Querying amount of shared memory allocated

Hello,

Background:

One can dynamically allocate shared memory on the device from host code at kernel launch time, by means of, e.g., providing the third argument to the kernel launch statement, as in:

myKernel<<<grid, threads, sizeOfSharedMemMyKernelExpects>>>(param1, param2, param3, param4);

where sizeOfSharedMemMyKernelExpects is the number I’m writing about.

This shared memory is available as an array, similar to

extern char sharedMem;

in the device code.

Question:

Is there a way to QUERY for sizeOfSharedMemMyKernelExpects parameter in the device code? I would expect smth. similar to how one can query for the number of threads (blockDim built-in), or some kind of a cuda function.

Specifically, my kernel requires a certain amount of dynamic shared memory (workspace) to run, depending on parameters it has been invoked with (param1, param2, … in the above example). This amount depends non-trivially on the parameters. I would like to incorporate an assert kind of code into the kernel, that complains when the amount of shared memory allocated dynamically is insufficient.

Thank you!

Unfortunately there isn’t (see Section 4.2.4).

You can get the same behavior (that is, without simply using a parameter) by creating a global constant variable, and calling cudaMemcpyToSymbol() right before your kernel call. See the end of Section 4.5.2.3

This is a very very valid question… However, I dont think there is any API to do this.

NVIDIA guys could look into it.

Why? The only way I can think for us to implement it would to just pass a parameter as well and then hide it from the programmer, so it probably makes more sense to do it yourself.

oh yeah…Thats the simplest way… Dint strike me at all…

You could make that exact argument for blockDim, gridDim, and warpSize.

I could, but blockDim/gridDim are fundamental to any algorithm. Dynamic shmem allocation isn’t and in a lot of cases wouldn’t be doing anything.

Alex, thank you for a very detailed answer!

Frankly, I don’t quite understand tmurray’s argument. Probably, this is because I’m not very familiar with Cuda’s internals.

I would imagine, that the host code needs to communicate to the device the amount of the shared memory to be dynamically allocated at kernel launch. This amount is zero in most cases (according to tmurray), but still…

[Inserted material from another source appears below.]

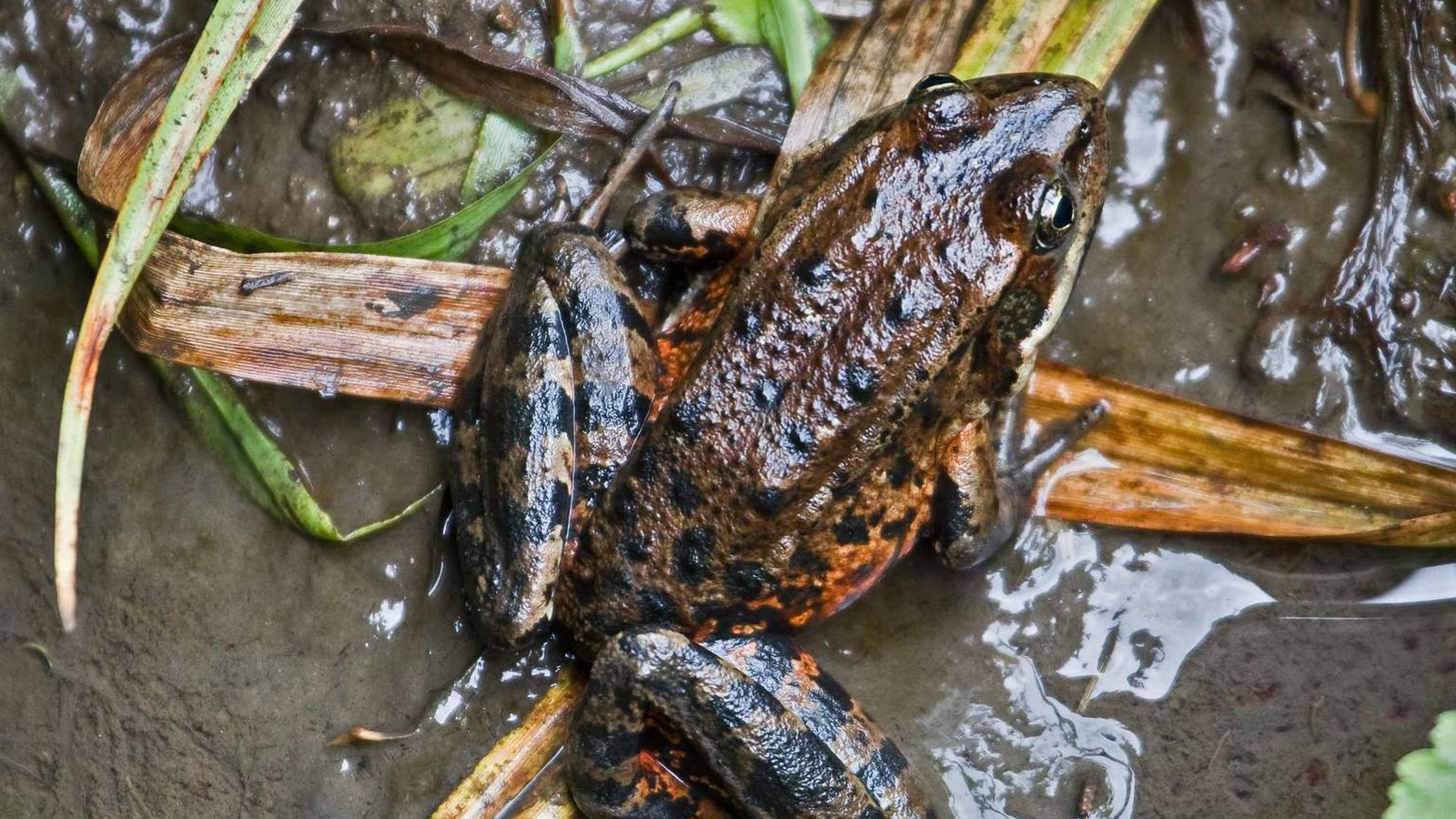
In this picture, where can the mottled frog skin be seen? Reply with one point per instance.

If the above statement is true, then I don’t see why Cuda can’t expose this value through a device-space function. I don’t think this function needs to be extremely efficient: if the function retrieves the relevant variable from constant memory (as Alex suggested earlier in this thread), it would probably be sufficiently fast.

Thanks again for your input!

Again, why? If it’s 0 in 95% of cases (in my experience, this is the case), there would be additional latency on kernel launches from copying that one parameter into constant memory. In other words, there would be a performance hit from this when it does nothing most of the time. Why is this a good thing?